Os elevadores são uma espécie de ante-sala da Galeria das Influências, 12 “lanternas” que, usando recursos audiovisuais, disponibilizam jogos e brincadeiras com a língua, expondo ao mesmo tempo as influências que ela sofreu das culturas africanas e ameríndias. Antes de passar ao terceiro pavimento, onde está instalado o auditório e a Praça da Língua, o visitante é brindado com 12 filmes projetados numa tela gigantesca de 120 metros, espécie de mural em movimento que mostra costumes, festas populares e aspectos culturais de diversas regiões do Brasil.

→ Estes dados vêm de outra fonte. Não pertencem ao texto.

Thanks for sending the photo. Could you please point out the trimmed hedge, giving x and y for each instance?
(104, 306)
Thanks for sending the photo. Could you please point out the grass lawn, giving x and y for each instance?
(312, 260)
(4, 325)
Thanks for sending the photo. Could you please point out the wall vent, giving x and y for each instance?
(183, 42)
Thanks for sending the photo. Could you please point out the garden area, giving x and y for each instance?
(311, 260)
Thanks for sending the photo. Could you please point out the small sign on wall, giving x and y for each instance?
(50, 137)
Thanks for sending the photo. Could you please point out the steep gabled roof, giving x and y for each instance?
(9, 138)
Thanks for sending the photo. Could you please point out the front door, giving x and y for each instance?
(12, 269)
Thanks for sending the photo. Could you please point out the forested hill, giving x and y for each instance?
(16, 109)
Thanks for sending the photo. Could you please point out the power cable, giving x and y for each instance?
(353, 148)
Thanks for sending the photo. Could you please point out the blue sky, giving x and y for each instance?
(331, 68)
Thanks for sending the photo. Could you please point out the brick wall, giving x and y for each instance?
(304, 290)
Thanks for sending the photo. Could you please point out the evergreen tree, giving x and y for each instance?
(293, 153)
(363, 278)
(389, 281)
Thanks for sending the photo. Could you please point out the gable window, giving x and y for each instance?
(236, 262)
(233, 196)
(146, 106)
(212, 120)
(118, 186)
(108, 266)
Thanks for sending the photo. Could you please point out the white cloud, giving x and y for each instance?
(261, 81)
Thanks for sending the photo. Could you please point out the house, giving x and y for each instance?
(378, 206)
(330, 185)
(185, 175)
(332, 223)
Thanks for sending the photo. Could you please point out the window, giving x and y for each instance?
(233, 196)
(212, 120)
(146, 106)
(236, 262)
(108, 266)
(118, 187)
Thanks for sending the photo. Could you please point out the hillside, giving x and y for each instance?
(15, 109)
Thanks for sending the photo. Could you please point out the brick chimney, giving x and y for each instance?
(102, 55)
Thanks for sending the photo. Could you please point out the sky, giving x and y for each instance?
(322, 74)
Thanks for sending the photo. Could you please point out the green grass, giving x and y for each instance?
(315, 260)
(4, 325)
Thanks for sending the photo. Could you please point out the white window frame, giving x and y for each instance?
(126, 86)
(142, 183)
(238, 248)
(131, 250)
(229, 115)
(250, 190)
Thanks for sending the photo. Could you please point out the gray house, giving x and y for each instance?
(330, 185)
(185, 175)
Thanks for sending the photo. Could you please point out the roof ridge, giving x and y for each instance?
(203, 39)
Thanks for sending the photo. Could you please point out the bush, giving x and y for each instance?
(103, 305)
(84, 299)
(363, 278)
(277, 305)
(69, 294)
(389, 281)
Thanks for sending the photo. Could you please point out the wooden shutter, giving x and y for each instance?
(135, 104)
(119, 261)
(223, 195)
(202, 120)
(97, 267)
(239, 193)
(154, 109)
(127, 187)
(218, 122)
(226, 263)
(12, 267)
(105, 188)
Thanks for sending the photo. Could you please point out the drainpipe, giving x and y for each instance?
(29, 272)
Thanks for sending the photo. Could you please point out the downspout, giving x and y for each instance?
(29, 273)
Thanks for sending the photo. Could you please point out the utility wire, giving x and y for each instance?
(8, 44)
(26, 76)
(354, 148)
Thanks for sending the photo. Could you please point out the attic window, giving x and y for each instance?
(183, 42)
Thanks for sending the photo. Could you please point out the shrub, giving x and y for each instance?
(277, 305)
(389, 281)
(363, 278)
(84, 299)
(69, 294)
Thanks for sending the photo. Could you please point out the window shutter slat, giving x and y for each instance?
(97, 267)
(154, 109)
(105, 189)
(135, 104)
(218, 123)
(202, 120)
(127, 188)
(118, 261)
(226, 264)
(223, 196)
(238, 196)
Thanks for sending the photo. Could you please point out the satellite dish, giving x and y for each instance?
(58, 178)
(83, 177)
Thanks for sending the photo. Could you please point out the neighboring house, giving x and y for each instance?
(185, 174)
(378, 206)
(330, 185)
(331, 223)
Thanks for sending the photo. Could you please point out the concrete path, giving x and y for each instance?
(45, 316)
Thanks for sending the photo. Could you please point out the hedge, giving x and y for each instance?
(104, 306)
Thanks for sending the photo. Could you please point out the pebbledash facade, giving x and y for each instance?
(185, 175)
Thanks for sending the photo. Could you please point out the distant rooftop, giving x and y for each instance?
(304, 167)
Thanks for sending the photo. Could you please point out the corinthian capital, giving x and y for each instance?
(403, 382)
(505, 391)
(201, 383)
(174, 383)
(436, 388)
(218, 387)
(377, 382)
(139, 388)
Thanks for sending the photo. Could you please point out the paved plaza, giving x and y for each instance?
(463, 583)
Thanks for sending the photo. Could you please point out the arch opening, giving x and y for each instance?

Dos 12 filmes temáticos, um já está praticamente concluído. Seu tema é a religião e foi dirigido por Marcello Dantas, diretor artístico do projeto Estação da Luz da Nossa Língua. Além dele, estão envolvidos profissionais de diversas áreas, de professores universitários as compositores como José Miguel Wisnik e Arnaldo Antunes, passando por antropólogos (Antonio Risério) e homens de televisão como Marcelo Tas, além de doutores em letras como Mário Viaro, convocado para bolar os jogos lingüísticos da Mesa de Etimologia, destinada a criar novas palavras para futuros dicionários.

O projeto museográfico da Estação foi desenvolvido com a supervisão de Ralph Appelbaum, um dos grandes especialista da área em todo o mundo (são dele os projetos do museu do Holocausto de Washington e a sala de biodiversidade do Museu de História Natural de Nova York). Appelbaum foi auxiliado na tarefa pelo arquiteto Vasco Caldeira e o designer Rico Lins. Gerente geral da Fundação Roberto Marinho, Sílvia Singerut explica que, durante o processo, o projeto sofreu várias modificações, de modo a incorporar idéias que surgiram pelo caminho, como a Praça da Língua, onde o público poderá descobrir, em menos de uma hora, algumas pérolas da literatura brasileira selecionadas por Wisnik e o jornalista Arthur Nestrowski, de textos populares a clássicos. Por enquanto, segundo Sílvia Singerut, não está decidido o calendário das próximas exposições temporárias. “Um conselho consultivo permanente vai decidir a programação”, diz. A exposição de Guimarães Rosa deverá permanecer por pelo menos cinco meses na Estação.

Em todo o mundo, 270 milhões de pessoas falam português. Graças à pesquisa coordenada pela historiadora paulista Ana Helena Curti, foi possível chegar a mapas, infografias e documentos que ajudam o visitante a descobrir não só a origem de uma palavra como onde e quando ela começou a ser usada.